Открою еще одну тайну. Публика, слушая звучащую с пластинки или по радио песню в исполнении своего любимого певца, уверена, что он знает ее и может спеть когда угодно. Это не так. Большинство записанных им песен – и это известно ему заранее – он отныне не споет никогда. Он их только записывает. Он выступает в роли редкой аппаратуры, на которую постоянный спрос. Не потому ли так много вокруг нас ничтожных песен!

То, что записывал Бернес, он не только хорошо знал, – он это обязательно исполнял с эстрады. И он всегда приходил на запись фонограммы, надоедая дирижеру и композитору бесчисленными просьбами и требованиями. Они сердились, раздражались, но всегда уступали и потом только уважали его, артиста, – ведь петь-то предстояло ему.

Так вот, он пришел однажды на запись фонограммы перед самым началом и увидел в руках одного из музыкантов маленькую гармошечку.

– Что это? – хмуро поинтересовался Бернес. Ему объяснили: это пневматическая гармоника. Называется – концертино.

– Что же, не смогли достать нормальный аккордеон? – спросил он зловеще.

Решили, что он шутит, вежливо посмеялись в ответ, но он вдруг закричал:

– Работаешь, все отдаешь, жизни не жалеешь, а тут такое отношение.

Его еле успокоили.

Я вижу за этим анекдотическим случаем не вздорность Бернеса, которая, быть может, иногда и была ему свойственна, а усталость и глубокую обиду. Сколько пришлось ему испытать несправедливых нападок, выслушать нелепых упреков и обвинений. И это при огромном, поистине народном признании. Он был новатором по натуре. Он одним из первых у нас взял в руки микрофон. Его обзывали шептуном, микрофонным певцом, как будто он хотел пробиться в оперу. Теперь микрофоном обязательно пользуются и самые голосистые.
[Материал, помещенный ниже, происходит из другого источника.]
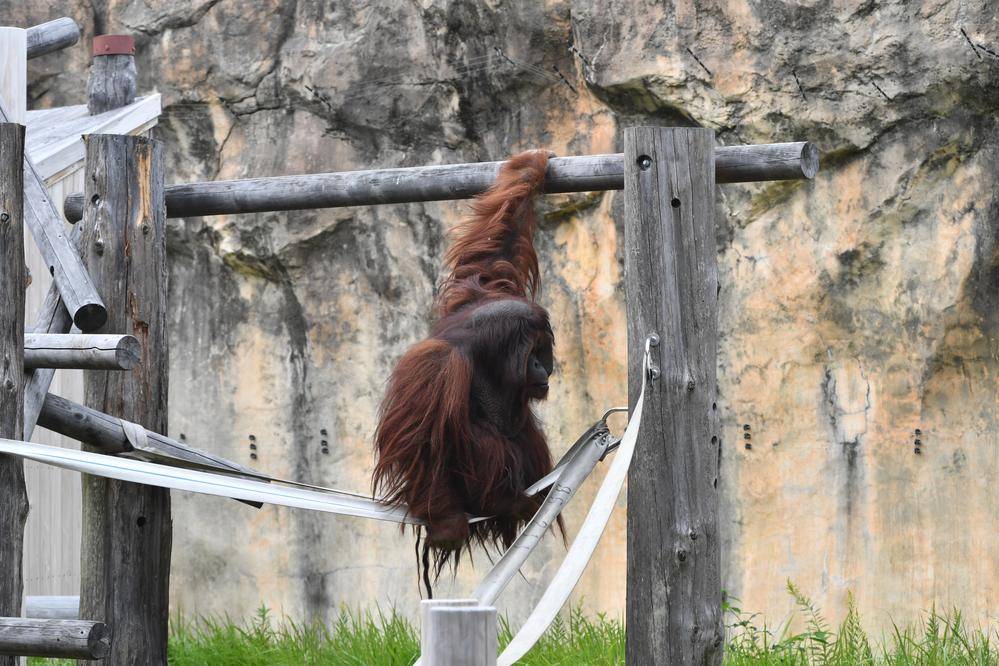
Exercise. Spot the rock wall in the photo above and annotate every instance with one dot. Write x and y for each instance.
(859, 342)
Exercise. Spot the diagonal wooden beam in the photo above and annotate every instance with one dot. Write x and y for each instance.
(52, 318)
(47, 228)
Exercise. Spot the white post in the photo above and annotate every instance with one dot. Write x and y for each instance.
(458, 633)
(14, 73)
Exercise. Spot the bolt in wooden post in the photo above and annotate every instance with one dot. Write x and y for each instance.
(112, 73)
(13, 496)
(125, 568)
(674, 581)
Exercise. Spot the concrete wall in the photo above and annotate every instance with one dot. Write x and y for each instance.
(854, 310)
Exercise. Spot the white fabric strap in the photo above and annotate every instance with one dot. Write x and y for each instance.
(585, 542)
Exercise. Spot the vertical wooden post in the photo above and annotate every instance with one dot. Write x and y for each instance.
(125, 566)
(112, 73)
(13, 496)
(114, 93)
(458, 635)
(674, 579)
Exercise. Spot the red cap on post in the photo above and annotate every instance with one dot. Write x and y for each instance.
(114, 45)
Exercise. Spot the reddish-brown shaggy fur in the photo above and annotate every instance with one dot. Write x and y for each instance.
(457, 436)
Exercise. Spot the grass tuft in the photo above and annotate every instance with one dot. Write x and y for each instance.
(386, 638)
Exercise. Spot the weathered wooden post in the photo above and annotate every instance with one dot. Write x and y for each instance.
(112, 73)
(53, 316)
(674, 565)
(125, 568)
(13, 496)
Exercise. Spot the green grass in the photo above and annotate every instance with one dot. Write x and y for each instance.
(381, 638)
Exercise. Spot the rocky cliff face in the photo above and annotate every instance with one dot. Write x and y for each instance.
(859, 330)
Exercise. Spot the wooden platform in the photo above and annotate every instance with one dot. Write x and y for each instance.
(53, 135)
У него был поразительный дар: он создавал песни. Он сам находил стихи или убеждал поэта написать нужное ему, Бернесу. Он, не зная нот, безошибочно угадывал мелодии, которые будут широко и долго петься, и буквально заставлял композиторов сочинять именно такую музыку. И что же? Стоило прозвучать очередной бернесовской песне, как ее тут же переписывали какимлибо голосовым певцом, и она звучала главным образом в новом исполнении.

Другой бы отступился, а он и опять брался за это «не свое» дело и говорил в свойственной ему иронической манере:

– Пора уже нам что-нибудь сделать для Отса! Или:

– Не находишь, что у Кобзона не слишком хороший репертуар, а мы сидим сложа руки?

Он был настоящим артистом, художником, его ничего не могло сбить с толку. Время показало, что он был прав.

…А костюм действительно получился удачный. Сначала, как водится, он был выходной, парадный, потом стал служить мне чуть не каждый день. Я носил его долго и даже летал в нем на сибирские лесные пожары шестьдесят второго года. Он был хорош тем, что в нем еще вполне прилично было зайти к местному начальству и не жалко сидеть и лежать на земле.